The work is close to the medical sciences but also crosses over into other areas such as biochemistry.

Researchers within this field are primarily involved in planning and conducting experiments and analysing results, either with a definite end use (to develop new products, processes or commercial applications), or to broaden scientific understanding in general.

As a researcher, you will usually carry out your experiments and research on your own, but you will typically be part of a larger team and will share your findings and relevant information with professional colleagues. This is sometimes done at international conferences or through the publication of research papers.
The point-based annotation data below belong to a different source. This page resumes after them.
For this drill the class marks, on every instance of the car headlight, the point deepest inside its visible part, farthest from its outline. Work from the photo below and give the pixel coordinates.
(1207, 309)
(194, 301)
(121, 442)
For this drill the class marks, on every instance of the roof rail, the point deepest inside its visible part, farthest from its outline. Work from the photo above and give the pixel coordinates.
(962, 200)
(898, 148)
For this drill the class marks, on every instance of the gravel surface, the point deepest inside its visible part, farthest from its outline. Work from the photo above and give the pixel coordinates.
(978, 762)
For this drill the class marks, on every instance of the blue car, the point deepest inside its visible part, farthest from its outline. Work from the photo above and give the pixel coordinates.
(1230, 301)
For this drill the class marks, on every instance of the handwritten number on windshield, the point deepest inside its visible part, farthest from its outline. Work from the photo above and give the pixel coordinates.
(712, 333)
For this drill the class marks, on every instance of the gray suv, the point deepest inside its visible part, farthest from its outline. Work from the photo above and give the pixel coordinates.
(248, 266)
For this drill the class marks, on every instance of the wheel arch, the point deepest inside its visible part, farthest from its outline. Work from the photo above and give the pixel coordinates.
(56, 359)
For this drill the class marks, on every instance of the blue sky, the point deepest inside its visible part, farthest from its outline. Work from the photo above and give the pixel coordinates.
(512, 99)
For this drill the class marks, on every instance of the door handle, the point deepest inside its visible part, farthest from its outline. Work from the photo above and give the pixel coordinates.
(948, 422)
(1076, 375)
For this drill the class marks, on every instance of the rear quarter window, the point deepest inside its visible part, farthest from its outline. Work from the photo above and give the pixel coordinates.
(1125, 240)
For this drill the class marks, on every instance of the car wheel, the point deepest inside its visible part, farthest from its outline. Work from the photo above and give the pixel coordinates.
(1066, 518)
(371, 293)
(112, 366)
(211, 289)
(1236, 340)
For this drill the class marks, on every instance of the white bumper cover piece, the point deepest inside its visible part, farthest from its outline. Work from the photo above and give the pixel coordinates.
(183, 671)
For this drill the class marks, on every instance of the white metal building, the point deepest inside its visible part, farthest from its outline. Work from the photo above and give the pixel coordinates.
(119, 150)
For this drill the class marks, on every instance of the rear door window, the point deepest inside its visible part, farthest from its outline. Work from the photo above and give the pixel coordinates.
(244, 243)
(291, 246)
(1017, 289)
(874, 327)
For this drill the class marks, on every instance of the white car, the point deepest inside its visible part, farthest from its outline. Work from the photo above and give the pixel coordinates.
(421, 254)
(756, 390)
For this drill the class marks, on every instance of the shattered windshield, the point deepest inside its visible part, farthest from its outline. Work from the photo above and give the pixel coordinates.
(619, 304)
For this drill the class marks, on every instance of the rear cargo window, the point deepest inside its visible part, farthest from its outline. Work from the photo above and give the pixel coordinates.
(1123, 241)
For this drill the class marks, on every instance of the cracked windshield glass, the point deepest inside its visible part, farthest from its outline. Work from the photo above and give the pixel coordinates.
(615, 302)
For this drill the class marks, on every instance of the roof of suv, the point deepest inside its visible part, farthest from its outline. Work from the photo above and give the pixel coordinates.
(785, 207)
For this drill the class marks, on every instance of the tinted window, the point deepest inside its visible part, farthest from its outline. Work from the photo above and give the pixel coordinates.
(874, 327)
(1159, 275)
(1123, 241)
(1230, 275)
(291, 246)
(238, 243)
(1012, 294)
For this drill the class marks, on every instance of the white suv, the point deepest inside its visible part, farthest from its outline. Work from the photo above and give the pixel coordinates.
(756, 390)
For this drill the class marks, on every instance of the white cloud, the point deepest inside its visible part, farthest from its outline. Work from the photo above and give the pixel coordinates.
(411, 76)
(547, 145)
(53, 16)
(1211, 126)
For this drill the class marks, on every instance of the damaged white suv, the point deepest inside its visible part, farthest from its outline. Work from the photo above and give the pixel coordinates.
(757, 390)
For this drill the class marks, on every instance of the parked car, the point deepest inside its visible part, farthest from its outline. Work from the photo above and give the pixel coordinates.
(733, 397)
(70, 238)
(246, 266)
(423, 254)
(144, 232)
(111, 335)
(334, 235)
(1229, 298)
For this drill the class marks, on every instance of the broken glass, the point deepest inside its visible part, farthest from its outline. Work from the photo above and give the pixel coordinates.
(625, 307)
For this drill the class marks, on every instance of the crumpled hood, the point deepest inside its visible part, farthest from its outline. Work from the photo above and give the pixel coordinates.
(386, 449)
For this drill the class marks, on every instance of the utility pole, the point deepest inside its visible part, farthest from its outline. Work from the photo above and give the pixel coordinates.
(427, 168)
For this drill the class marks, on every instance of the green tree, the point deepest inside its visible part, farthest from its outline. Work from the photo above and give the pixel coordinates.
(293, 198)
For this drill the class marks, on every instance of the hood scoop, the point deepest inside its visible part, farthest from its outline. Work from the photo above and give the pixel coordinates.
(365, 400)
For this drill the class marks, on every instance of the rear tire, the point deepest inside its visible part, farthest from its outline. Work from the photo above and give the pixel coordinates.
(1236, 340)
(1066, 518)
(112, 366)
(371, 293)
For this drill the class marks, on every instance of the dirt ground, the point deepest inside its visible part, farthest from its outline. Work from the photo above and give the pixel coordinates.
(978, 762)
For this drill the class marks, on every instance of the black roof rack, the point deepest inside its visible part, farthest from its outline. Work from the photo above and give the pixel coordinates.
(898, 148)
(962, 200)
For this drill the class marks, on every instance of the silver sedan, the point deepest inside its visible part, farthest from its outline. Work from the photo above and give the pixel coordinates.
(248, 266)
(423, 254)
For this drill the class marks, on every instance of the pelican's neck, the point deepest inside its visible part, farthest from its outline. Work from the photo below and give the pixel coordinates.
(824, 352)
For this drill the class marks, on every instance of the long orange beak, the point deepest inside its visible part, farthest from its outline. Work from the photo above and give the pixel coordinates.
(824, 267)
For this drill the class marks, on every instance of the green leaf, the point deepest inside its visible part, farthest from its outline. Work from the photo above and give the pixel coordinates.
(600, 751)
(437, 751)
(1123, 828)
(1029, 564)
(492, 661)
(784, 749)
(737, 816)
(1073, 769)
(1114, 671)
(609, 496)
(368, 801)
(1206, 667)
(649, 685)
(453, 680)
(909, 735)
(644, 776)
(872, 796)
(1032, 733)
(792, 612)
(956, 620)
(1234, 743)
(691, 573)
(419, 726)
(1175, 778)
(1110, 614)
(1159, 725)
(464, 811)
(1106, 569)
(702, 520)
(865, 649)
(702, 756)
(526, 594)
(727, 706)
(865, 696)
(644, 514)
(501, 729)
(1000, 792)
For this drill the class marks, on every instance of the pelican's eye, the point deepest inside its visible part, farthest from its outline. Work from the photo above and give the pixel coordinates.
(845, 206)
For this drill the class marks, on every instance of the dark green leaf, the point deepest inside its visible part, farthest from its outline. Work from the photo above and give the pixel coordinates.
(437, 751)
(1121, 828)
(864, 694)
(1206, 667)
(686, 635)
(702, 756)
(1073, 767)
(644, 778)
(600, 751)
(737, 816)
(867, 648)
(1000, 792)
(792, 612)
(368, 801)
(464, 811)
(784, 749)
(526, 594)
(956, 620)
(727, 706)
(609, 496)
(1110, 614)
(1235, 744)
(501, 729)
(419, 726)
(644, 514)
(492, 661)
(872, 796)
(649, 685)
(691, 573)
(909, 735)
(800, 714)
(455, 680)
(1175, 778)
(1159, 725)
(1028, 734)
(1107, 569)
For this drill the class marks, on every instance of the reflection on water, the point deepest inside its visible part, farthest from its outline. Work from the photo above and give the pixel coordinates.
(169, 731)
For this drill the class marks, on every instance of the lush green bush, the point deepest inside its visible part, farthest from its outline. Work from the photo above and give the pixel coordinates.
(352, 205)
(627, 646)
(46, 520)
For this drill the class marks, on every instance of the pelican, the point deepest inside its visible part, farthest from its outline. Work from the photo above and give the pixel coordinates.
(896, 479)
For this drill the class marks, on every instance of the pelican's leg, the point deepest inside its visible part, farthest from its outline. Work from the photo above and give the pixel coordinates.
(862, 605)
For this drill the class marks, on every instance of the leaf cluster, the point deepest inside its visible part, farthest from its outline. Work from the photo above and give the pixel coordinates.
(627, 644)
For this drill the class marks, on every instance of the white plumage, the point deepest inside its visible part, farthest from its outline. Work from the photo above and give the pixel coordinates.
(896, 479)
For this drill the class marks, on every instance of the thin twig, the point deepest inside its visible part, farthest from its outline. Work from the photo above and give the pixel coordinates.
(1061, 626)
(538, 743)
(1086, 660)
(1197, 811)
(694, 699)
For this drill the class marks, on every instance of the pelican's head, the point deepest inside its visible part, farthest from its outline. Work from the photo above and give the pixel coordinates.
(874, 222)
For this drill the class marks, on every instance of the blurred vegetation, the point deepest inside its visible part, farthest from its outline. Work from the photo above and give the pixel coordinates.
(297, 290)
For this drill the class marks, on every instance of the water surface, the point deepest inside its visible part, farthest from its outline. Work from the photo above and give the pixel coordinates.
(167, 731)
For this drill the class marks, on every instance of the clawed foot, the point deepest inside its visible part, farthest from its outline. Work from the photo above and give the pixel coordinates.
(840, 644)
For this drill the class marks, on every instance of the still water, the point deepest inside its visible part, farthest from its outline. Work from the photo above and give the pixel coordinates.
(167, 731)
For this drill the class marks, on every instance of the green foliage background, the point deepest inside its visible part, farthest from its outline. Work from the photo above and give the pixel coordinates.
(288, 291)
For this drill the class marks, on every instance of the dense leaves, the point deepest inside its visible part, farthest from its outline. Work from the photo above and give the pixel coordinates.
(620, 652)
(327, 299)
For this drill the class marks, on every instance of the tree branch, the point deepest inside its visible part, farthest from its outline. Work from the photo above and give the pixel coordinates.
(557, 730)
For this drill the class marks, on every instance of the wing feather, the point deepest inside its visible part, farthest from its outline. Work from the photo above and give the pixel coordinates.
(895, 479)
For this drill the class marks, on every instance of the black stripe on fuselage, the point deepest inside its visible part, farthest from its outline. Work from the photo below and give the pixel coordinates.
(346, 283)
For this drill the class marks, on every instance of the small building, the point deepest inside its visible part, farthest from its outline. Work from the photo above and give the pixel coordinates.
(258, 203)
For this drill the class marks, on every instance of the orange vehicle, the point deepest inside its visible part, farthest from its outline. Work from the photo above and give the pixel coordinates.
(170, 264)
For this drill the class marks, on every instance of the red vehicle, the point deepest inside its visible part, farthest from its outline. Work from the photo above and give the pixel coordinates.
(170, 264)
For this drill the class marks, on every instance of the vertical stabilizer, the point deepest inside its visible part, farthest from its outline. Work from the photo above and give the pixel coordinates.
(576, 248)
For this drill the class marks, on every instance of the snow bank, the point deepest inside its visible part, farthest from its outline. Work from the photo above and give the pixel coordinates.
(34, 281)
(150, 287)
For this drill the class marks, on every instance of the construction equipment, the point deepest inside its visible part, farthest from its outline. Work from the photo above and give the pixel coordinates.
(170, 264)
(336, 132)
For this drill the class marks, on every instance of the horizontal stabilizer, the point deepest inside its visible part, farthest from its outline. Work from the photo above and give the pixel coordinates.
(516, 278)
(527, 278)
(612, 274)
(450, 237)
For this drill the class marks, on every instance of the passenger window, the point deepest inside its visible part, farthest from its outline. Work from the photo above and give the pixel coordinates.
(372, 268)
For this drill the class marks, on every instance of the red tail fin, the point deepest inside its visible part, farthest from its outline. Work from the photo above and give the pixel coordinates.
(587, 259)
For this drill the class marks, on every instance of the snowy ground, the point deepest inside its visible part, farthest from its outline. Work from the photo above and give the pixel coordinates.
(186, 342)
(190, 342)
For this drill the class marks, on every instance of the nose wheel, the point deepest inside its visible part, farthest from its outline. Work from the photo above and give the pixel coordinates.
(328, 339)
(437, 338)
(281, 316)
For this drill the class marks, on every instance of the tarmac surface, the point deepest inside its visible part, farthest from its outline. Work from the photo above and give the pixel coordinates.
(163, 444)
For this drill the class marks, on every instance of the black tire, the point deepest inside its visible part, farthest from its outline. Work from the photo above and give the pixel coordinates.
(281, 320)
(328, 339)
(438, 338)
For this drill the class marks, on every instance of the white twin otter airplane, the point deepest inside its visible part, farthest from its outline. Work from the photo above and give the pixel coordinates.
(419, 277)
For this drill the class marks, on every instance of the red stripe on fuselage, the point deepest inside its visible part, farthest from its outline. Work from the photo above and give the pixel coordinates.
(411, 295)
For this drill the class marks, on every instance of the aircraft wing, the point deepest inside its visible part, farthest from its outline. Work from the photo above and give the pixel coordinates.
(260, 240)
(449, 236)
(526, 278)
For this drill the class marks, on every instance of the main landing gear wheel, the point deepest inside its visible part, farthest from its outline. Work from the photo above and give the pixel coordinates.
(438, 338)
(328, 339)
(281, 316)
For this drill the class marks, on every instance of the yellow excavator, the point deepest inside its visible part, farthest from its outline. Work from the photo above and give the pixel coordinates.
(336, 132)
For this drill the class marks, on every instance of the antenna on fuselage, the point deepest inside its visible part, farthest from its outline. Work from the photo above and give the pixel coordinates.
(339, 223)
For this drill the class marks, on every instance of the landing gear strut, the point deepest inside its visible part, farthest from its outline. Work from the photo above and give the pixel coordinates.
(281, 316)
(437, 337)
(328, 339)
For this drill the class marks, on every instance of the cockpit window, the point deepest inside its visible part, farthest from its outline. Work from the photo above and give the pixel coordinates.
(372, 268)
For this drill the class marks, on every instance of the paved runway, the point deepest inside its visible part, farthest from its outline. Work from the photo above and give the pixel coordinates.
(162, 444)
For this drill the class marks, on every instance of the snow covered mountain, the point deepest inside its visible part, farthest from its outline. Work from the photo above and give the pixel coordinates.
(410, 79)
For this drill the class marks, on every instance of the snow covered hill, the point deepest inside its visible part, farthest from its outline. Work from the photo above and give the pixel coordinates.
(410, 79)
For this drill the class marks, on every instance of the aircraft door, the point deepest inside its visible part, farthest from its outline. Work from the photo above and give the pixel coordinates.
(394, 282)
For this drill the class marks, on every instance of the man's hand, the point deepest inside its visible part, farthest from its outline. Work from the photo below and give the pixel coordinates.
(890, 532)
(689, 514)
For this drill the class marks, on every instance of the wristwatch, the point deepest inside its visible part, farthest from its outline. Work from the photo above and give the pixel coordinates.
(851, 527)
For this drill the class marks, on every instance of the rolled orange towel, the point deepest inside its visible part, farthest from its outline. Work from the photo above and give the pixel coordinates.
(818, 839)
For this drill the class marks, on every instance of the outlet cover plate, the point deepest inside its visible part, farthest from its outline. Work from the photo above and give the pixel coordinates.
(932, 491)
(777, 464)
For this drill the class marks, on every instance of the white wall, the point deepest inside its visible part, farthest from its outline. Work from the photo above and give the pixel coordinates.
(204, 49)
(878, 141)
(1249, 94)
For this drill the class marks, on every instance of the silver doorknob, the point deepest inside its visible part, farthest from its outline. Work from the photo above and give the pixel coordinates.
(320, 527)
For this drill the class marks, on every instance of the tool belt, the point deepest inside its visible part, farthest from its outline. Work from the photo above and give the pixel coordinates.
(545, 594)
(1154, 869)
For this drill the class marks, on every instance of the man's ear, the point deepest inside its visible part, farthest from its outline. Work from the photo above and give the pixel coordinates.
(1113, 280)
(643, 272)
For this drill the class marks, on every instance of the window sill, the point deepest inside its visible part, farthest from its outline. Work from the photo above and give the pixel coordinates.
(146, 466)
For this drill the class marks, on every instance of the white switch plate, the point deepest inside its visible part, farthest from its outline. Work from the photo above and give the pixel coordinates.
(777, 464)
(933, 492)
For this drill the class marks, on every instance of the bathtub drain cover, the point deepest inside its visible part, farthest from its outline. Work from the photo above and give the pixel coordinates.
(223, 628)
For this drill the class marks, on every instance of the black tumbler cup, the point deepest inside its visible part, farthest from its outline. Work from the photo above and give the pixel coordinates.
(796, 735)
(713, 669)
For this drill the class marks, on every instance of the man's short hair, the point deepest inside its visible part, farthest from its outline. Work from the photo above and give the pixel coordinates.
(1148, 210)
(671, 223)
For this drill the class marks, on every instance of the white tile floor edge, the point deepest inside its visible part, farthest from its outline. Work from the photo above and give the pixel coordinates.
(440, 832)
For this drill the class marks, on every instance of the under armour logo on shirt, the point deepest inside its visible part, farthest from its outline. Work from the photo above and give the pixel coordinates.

You can find employment in commercial or government laboratories, hospitals and higher education institutions.

Typical work activities

The exact nature of the work depends on the level of seniority of a research post, the specific area of life sciences studied and also whether the context is industrial or academic. However, it is likely that typical tasks will include:

  • creating and conducting experiments;
  • processing and analysing results and data;
  • communicating results to the scientific community via published papers;
  • collaborating with industry/academia to apply the results of research and develop new techniques, products or practices;
  • presenting ongoing work and findings to colleagues at academic conferences, and summarising the nature of the research, methodology and results;
  • carrying out field work to inform research;
  • teaching, demonstrating to or supervising students (in academia) and training and supervising other members of staff;
  • devising or helping to draw up new research proposals and applying for funding and grants;
  • working in multidisciplinary teams, in different faculties or schools in academia, and in different functions of the business in industry.

Peer reviews of written publications and presentations are needed to validate theories and inform research.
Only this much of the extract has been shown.